The State of Mind of German Intellectuals
But let us leave the military writers, and speak of men whose peaceful profession ought to have the effect of inspiring in them feelings of moderation. The classes whom we call the intellectuals have been the most savage of all.
“We are barbarians!” wrote the famous German journalist, Maximilian Harden, in his paper Die Zukunft, at the beginning of the war. “England is in alliance with yellow apes and rejoices to hear it said that Germans have been murdered by drunken Cossacks. The English, the Belgians, the French, the[6] northern and southern Sklavs and the Japanese cannot praise one another enough, declaring that they are the guardians and purveyors of the most refined civilisation, and calling us barbarians.
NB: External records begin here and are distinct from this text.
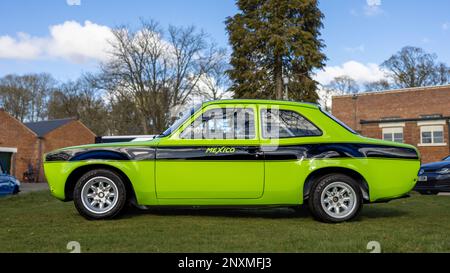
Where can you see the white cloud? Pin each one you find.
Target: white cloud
(73, 2)
(373, 7)
(71, 40)
(373, 2)
(357, 49)
(21, 47)
(426, 40)
(360, 72)
(79, 43)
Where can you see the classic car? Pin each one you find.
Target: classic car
(8, 183)
(238, 153)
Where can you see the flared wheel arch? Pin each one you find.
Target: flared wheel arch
(329, 170)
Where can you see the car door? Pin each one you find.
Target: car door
(286, 131)
(214, 155)
(5, 186)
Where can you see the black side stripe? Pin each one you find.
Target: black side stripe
(294, 152)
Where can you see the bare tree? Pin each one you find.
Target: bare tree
(78, 99)
(14, 98)
(343, 85)
(215, 84)
(413, 67)
(154, 72)
(379, 85)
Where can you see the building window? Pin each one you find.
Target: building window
(393, 134)
(432, 135)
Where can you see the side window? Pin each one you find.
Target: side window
(278, 123)
(222, 123)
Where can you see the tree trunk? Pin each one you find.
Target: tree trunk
(278, 74)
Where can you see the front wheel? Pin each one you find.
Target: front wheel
(335, 198)
(428, 192)
(100, 194)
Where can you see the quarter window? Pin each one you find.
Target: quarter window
(393, 134)
(222, 123)
(278, 123)
(432, 134)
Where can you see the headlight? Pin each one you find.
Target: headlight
(444, 171)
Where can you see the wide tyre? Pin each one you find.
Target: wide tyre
(100, 194)
(335, 198)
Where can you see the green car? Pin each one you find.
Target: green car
(238, 153)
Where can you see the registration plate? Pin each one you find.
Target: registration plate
(423, 178)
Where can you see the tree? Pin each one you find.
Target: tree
(272, 40)
(413, 67)
(156, 73)
(78, 99)
(343, 85)
(14, 97)
(379, 85)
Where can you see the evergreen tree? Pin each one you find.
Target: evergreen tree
(273, 40)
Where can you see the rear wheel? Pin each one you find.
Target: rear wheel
(335, 198)
(100, 194)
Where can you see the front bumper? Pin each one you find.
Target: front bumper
(435, 182)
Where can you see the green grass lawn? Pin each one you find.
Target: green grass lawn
(36, 222)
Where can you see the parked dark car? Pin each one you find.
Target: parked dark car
(8, 184)
(434, 177)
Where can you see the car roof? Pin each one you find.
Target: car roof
(259, 101)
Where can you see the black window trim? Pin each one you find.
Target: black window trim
(224, 106)
(261, 124)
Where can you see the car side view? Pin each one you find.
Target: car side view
(8, 183)
(238, 153)
(434, 177)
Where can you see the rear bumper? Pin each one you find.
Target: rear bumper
(435, 182)
(386, 200)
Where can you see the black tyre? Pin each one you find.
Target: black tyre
(428, 192)
(100, 194)
(335, 198)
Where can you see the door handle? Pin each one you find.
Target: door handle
(255, 151)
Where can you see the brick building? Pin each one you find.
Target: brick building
(22, 145)
(417, 116)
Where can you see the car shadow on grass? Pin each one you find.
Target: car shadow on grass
(269, 213)
(372, 211)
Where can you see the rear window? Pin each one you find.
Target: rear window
(278, 123)
(335, 119)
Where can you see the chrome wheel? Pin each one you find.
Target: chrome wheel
(99, 195)
(338, 200)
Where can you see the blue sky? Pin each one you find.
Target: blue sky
(64, 37)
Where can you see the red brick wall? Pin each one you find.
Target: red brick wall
(73, 133)
(14, 134)
(405, 104)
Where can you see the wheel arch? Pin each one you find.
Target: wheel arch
(364, 186)
(80, 171)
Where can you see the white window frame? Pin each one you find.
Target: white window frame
(430, 126)
(392, 131)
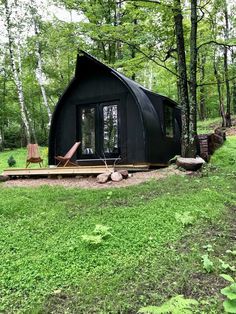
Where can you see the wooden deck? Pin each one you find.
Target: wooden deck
(68, 171)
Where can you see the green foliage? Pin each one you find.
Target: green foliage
(92, 239)
(207, 263)
(231, 252)
(230, 293)
(226, 266)
(42, 251)
(99, 234)
(176, 305)
(208, 247)
(185, 218)
(11, 161)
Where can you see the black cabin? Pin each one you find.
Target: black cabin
(114, 118)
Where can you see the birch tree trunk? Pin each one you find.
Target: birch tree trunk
(202, 101)
(39, 75)
(16, 76)
(228, 109)
(221, 103)
(186, 150)
(193, 81)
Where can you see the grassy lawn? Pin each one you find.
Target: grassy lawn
(159, 232)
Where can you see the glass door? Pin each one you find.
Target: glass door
(99, 130)
(110, 130)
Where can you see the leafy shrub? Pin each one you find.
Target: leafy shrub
(176, 305)
(185, 218)
(99, 233)
(230, 293)
(92, 239)
(207, 263)
(11, 161)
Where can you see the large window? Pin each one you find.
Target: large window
(88, 131)
(110, 129)
(168, 121)
(98, 130)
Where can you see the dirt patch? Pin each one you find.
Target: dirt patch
(90, 182)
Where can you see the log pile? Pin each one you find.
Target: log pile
(208, 143)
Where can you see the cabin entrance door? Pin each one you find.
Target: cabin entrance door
(99, 131)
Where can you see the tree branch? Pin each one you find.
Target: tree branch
(215, 83)
(216, 43)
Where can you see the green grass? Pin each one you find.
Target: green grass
(20, 156)
(46, 267)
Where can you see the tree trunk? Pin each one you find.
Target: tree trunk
(221, 103)
(234, 83)
(187, 148)
(202, 101)
(193, 80)
(39, 75)
(16, 77)
(228, 109)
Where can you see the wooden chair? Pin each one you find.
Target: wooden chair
(66, 160)
(33, 155)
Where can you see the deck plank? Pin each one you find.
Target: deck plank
(73, 171)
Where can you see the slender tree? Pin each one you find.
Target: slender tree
(16, 70)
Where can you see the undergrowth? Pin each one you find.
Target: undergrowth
(153, 237)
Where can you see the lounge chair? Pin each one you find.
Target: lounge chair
(33, 155)
(66, 160)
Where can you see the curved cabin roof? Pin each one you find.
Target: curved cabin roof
(148, 114)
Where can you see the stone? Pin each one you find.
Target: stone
(103, 177)
(4, 178)
(124, 174)
(116, 176)
(192, 164)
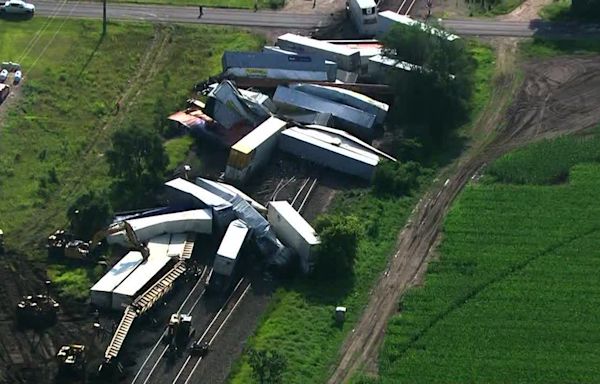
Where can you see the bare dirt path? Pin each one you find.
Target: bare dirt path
(529, 10)
(558, 96)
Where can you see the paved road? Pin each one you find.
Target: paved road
(182, 14)
(274, 19)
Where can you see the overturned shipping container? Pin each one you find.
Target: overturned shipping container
(329, 150)
(198, 221)
(230, 248)
(157, 262)
(293, 231)
(273, 65)
(346, 59)
(101, 292)
(345, 117)
(387, 20)
(253, 152)
(347, 97)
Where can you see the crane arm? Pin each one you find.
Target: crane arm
(129, 233)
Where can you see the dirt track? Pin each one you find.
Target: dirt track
(558, 96)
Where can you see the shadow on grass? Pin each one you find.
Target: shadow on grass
(91, 56)
(16, 18)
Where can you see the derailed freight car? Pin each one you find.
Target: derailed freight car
(347, 97)
(271, 65)
(228, 256)
(330, 151)
(346, 59)
(101, 292)
(355, 121)
(293, 231)
(253, 151)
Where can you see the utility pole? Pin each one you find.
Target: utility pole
(103, 17)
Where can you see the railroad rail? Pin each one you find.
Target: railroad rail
(155, 356)
(184, 376)
(146, 300)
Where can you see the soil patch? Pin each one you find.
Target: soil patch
(558, 96)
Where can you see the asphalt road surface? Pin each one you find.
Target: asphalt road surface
(280, 19)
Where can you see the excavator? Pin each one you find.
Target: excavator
(119, 226)
(62, 243)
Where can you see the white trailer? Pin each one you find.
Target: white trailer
(293, 231)
(101, 292)
(197, 221)
(346, 59)
(348, 97)
(230, 248)
(363, 14)
(387, 20)
(330, 150)
(380, 66)
(253, 151)
(145, 273)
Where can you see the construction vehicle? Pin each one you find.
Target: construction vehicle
(71, 360)
(135, 244)
(37, 311)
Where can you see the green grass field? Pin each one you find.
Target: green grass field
(515, 294)
(53, 137)
(300, 323)
(557, 10)
(238, 4)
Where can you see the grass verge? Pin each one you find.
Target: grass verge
(207, 4)
(512, 298)
(558, 10)
(299, 322)
(54, 134)
(543, 48)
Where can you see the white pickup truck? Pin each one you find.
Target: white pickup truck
(17, 7)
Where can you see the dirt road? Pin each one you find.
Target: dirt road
(558, 96)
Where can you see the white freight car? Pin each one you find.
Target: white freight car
(101, 292)
(253, 151)
(329, 150)
(348, 97)
(388, 19)
(146, 272)
(363, 14)
(197, 220)
(228, 257)
(293, 231)
(346, 59)
(230, 248)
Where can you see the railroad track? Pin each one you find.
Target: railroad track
(152, 361)
(303, 194)
(406, 7)
(185, 374)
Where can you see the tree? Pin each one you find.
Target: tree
(339, 244)
(434, 96)
(267, 365)
(138, 162)
(88, 213)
“We should be quite wrong to contradict them. For ancient Rome when it was sick unto death, the Germans who dug its grave were barbarians. Your civilisation, friends, wafts to you no fine perfumes! Accustom yourselves to the idea that on German soil live barbarians and warriors who for the moment have no time to talk soft nothings. They shall defeat your armies, overpower your general staffs, and cut your tentacles in the oceans. When Tangiers and Toulon, Antwerp and Calais are subject to barbaric power, then sometime we shall have a kindly chat with you.”
It is in this state of mind, the mark of unbridled violence, that the German people embarked on the war of 1914. A monstrous outburst followed, the desire and the firm expectation of victory, of which German patriotism had perhaps the right to be glad. But at the same time the most brutal and savage instincts of mankind were let loose.
The will to ravage, destroy, pollute everything belonging to the enemy filled the German armies, and the results of teachings printed in books could be seen written in letters of blood and fire on the page of history. The theory of blind violence openly professed in Germany for half a century, a theory which has been drilled into the very soul of the nation, and has become a principle of conduct for the individual, has borne its fruit. We shall tell the story of them.